Private Secretary to the President
- In office April 4, 1841 – March 4, 1845
- President: John Tyler
- Preceded by: Henry Huntington Harrison
- Succeeded by: Joseph Knox Walker

Personal details
- Born: April 27, 1819 Charles City County, Virginia, U.S.
- Died: January 26, 1896 (aged 76) Washington, D.C., U.S.
- Party: Republican
- Spouse: Martha Frances Rochelle ​ ​(m. 1838)​
- Children: 4
- Parents: John Tyler (father); Letitia Christian Tyler (mother);
- Relatives: John Tyler Sr. (grandfather)
- Education: University of Virginia; University of Pennsylvania;

Military service
- Allegiance: United States; Confederate States;
- Branch/service: United States Army (USA); Confederate States Army (CSA);
- Years of service: 1847 (USA); 1861–1865 (CSA);
- Rank: Captain (USA); Colonel (CSA);
- Commands: 13th Infantry (USA);
- Battles/wars: Mexican–American War;

= John Tyler Jr. =

Confederate States Army colonel

John Tyler V (April 27, 1819 – January 26, 1896) was an American army colonel, attorney, politician, and writer. He was the second son of John Tyler, the tenth president of the United States. Tyler served as Assistant Secretary of War of the Confederate States. Previously, Tyler served as private secretary for his father's presidential administration.

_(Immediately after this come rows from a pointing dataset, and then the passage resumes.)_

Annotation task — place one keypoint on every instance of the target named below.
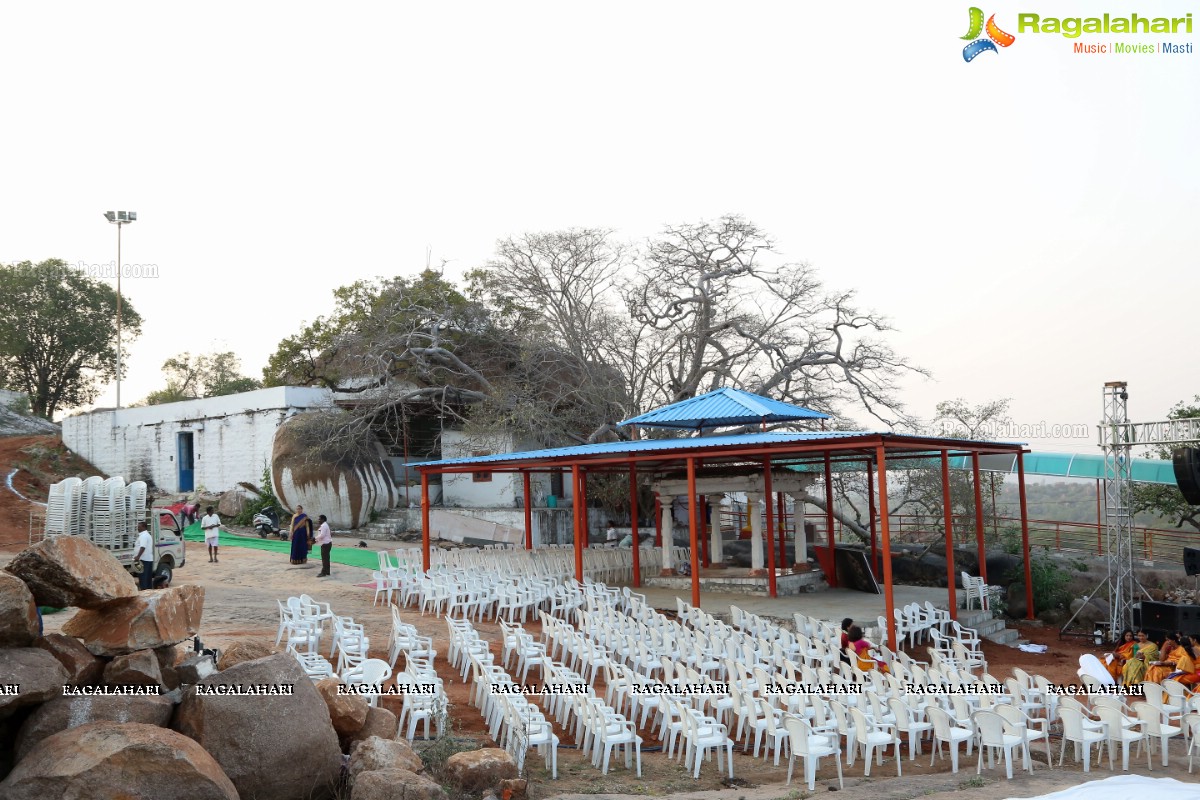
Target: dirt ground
(241, 595)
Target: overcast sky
(1027, 221)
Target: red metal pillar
(949, 533)
(1025, 536)
(633, 523)
(983, 551)
(583, 504)
(579, 527)
(771, 530)
(658, 521)
(783, 531)
(832, 579)
(870, 517)
(525, 483)
(888, 597)
(425, 521)
(694, 531)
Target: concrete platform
(739, 581)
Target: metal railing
(1083, 537)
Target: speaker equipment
(1192, 560)
(1168, 618)
(1187, 473)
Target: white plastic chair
(811, 747)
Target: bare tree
(721, 316)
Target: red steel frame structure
(755, 455)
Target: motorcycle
(267, 523)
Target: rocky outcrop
(64, 571)
(138, 668)
(375, 753)
(381, 722)
(346, 494)
(348, 713)
(83, 668)
(480, 769)
(64, 713)
(396, 785)
(102, 761)
(240, 651)
(271, 746)
(151, 619)
(18, 613)
(37, 675)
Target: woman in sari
(1121, 654)
(1186, 662)
(1165, 663)
(1144, 653)
(301, 536)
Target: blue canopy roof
(723, 408)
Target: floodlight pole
(119, 218)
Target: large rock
(18, 613)
(102, 761)
(273, 747)
(396, 785)
(65, 571)
(37, 675)
(348, 713)
(64, 713)
(83, 668)
(138, 668)
(151, 619)
(376, 753)
(381, 722)
(240, 651)
(347, 494)
(480, 769)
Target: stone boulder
(18, 613)
(381, 722)
(479, 770)
(83, 668)
(64, 713)
(348, 713)
(240, 651)
(347, 494)
(37, 675)
(65, 571)
(138, 668)
(376, 753)
(102, 761)
(395, 785)
(151, 619)
(271, 746)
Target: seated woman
(1121, 654)
(1165, 665)
(1186, 657)
(862, 649)
(1144, 653)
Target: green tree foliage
(211, 374)
(58, 334)
(1163, 500)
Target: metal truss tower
(1116, 440)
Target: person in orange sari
(1186, 662)
(1121, 654)
(1165, 665)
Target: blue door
(186, 463)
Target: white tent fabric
(1122, 787)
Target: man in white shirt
(211, 527)
(325, 540)
(145, 554)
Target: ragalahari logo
(995, 36)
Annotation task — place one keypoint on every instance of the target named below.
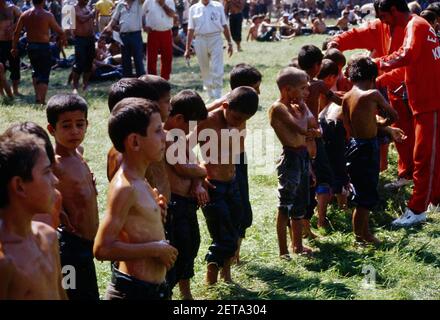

==Early life and education==
John Tyler V was born on April 27, 1819, to John Tyler and Letitia Tyler. He was a member of the Tyler family. He had fourteen siblings: Mary, Robert, Letitia, Elizabeth, Anne, Alice, Tazewell, David, John Alexander, Julia, Lachlan, Lyon, Robert Fitzwalter, and Margaret Pearl. His mother was from a wealthy planter family who owned Cedar Grove plantation. His father was U.S. representative for Virginia's 23rd district congressional district from a wealthy slave-owning Virginia family descended from the First Families of Virginia.

Tyler attended the University of Virginia and the University of Pennsylvania, where he studied American law and government.

==Career==
Tyler served as a captain in the U.S. Army during the Mexican-American War. Previously, Tyler served as private secretary for his father's presidential administration. In later life, he served as a colonel in the Confederate States Army. After the Civil War, Tyler practiced law in Baltimore before being appointed by President Ulysses S. Grant to a minor role in the Internal Revenue Bureau in Tallahassee, Florida.

==Death and legacy==
Tyler died on January 26, 1896. He was temporarily placed in the Public Vault at the Congressional Cemetery. His funeral was hosted at his late residence, 1217 B street southeast, on January 29, at 11 o'clock. He was then buried at Arlington National Cemetery. He was the last surviving son of former President John Tyler's first marriage.